In these games, you’ll fight waves of people native to the world while you are an outsider. You could fight these enemies endlessly. My point is not to shame anybody for liking these games. However, it’s worth thinking about how we relate to the NPCs in this world and how playing a game where you are the only person with autonomy and agency can shape your worldview if you play enough of these games and are susceptible to this idea.

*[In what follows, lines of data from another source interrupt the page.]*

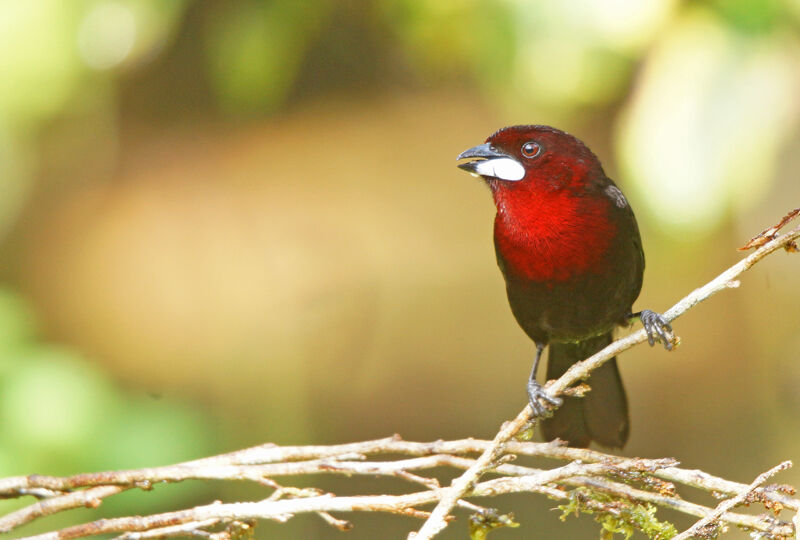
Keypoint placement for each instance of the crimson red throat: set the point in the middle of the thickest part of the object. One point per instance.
(568, 246)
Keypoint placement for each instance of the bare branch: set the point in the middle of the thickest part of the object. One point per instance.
(596, 476)
(581, 371)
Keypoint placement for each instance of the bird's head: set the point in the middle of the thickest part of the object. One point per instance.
(538, 157)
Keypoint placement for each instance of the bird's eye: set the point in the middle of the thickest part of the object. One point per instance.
(531, 149)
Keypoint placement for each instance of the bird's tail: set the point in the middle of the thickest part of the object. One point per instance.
(602, 414)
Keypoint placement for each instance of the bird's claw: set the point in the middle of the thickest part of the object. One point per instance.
(536, 395)
(657, 328)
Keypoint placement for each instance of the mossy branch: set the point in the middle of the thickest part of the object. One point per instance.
(622, 493)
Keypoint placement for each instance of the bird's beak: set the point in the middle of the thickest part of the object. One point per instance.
(488, 161)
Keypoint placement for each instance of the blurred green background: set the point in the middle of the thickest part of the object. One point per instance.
(227, 223)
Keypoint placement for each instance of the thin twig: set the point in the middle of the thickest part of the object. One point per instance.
(643, 481)
(581, 371)
(729, 504)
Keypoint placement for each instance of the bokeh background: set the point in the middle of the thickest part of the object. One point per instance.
(226, 223)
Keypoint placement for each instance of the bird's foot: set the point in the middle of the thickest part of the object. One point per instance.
(537, 395)
(657, 328)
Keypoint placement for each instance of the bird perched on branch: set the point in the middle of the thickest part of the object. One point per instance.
(568, 246)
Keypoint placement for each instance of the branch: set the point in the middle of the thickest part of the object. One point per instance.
(619, 491)
(588, 470)
(581, 370)
(724, 506)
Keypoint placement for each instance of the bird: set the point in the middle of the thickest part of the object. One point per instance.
(568, 245)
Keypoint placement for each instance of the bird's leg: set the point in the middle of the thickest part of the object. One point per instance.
(656, 326)
(537, 392)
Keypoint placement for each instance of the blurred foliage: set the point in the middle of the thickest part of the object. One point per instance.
(60, 414)
(220, 202)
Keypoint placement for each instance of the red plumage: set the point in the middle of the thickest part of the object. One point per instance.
(568, 246)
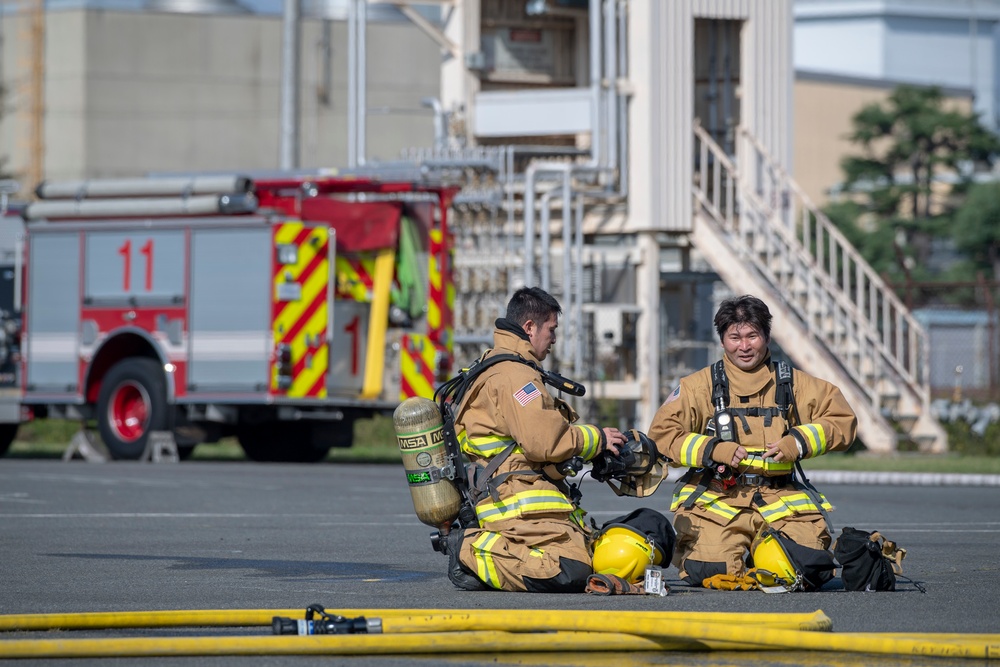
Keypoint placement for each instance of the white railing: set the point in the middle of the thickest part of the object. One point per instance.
(824, 281)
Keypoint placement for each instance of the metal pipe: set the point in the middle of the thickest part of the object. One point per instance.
(610, 76)
(291, 67)
(352, 84)
(362, 82)
(535, 168)
(440, 131)
(622, 120)
(546, 241)
(594, 14)
(578, 306)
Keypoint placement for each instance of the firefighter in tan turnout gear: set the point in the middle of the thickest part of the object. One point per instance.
(531, 536)
(741, 425)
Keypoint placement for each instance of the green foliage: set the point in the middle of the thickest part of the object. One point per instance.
(906, 143)
(977, 228)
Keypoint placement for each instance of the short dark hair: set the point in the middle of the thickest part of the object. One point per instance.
(532, 303)
(744, 309)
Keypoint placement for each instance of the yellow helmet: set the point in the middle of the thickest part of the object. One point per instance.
(621, 550)
(774, 568)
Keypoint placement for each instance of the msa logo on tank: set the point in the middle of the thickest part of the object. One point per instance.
(300, 313)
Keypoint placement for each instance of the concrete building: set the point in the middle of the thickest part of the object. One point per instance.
(824, 107)
(129, 92)
(948, 43)
(633, 157)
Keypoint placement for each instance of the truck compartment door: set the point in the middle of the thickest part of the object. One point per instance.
(53, 309)
(230, 310)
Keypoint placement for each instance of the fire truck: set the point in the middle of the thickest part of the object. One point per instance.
(275, 309)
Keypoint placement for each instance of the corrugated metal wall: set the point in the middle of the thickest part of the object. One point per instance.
(664, 138)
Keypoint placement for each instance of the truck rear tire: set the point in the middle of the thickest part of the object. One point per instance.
(132, 404)
(7, 434)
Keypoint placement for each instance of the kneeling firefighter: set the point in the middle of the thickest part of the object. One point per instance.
(741, 426)
(523, 529)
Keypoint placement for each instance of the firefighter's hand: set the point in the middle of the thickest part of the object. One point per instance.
(721, 454)
(612, 439)
(782, 450)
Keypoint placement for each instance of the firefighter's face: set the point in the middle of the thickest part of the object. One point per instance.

Returning to Prison Architect, it occupies an interesting space in games. It might be described as a ‘god game’. These games are where you oversee a world of people and interact using only your tools. Operating this prison puts me in mind of two strange things. First is the TV show Prison Break, which I watched for a couple of seasons. That is my main point of connection to prison, a TV show where the heroes fight against a massive conspiracy to put a lady President in power. The initial season and Michael’s attempts to escape prison are put into my head whenever I discover a tunnel or garden shears in my game. The second is Foucault’s idea of the Panopticon.

The Panopticon was originally conceived as a prison concept. A prison where every prison was always in sight of a singular tower. This created a situation where the prisoner may be observed at any time and would then theoretically acts as if they were always being watched. Foucault used this idea to talk about the nature of power and how institutions employ the same mindset of constant vigilance to decrease deviance. After all, in Prison Architect I am the all-seeing eye of God overseeing hundreds of prisoners and half as many guards. Am I the Panopticon?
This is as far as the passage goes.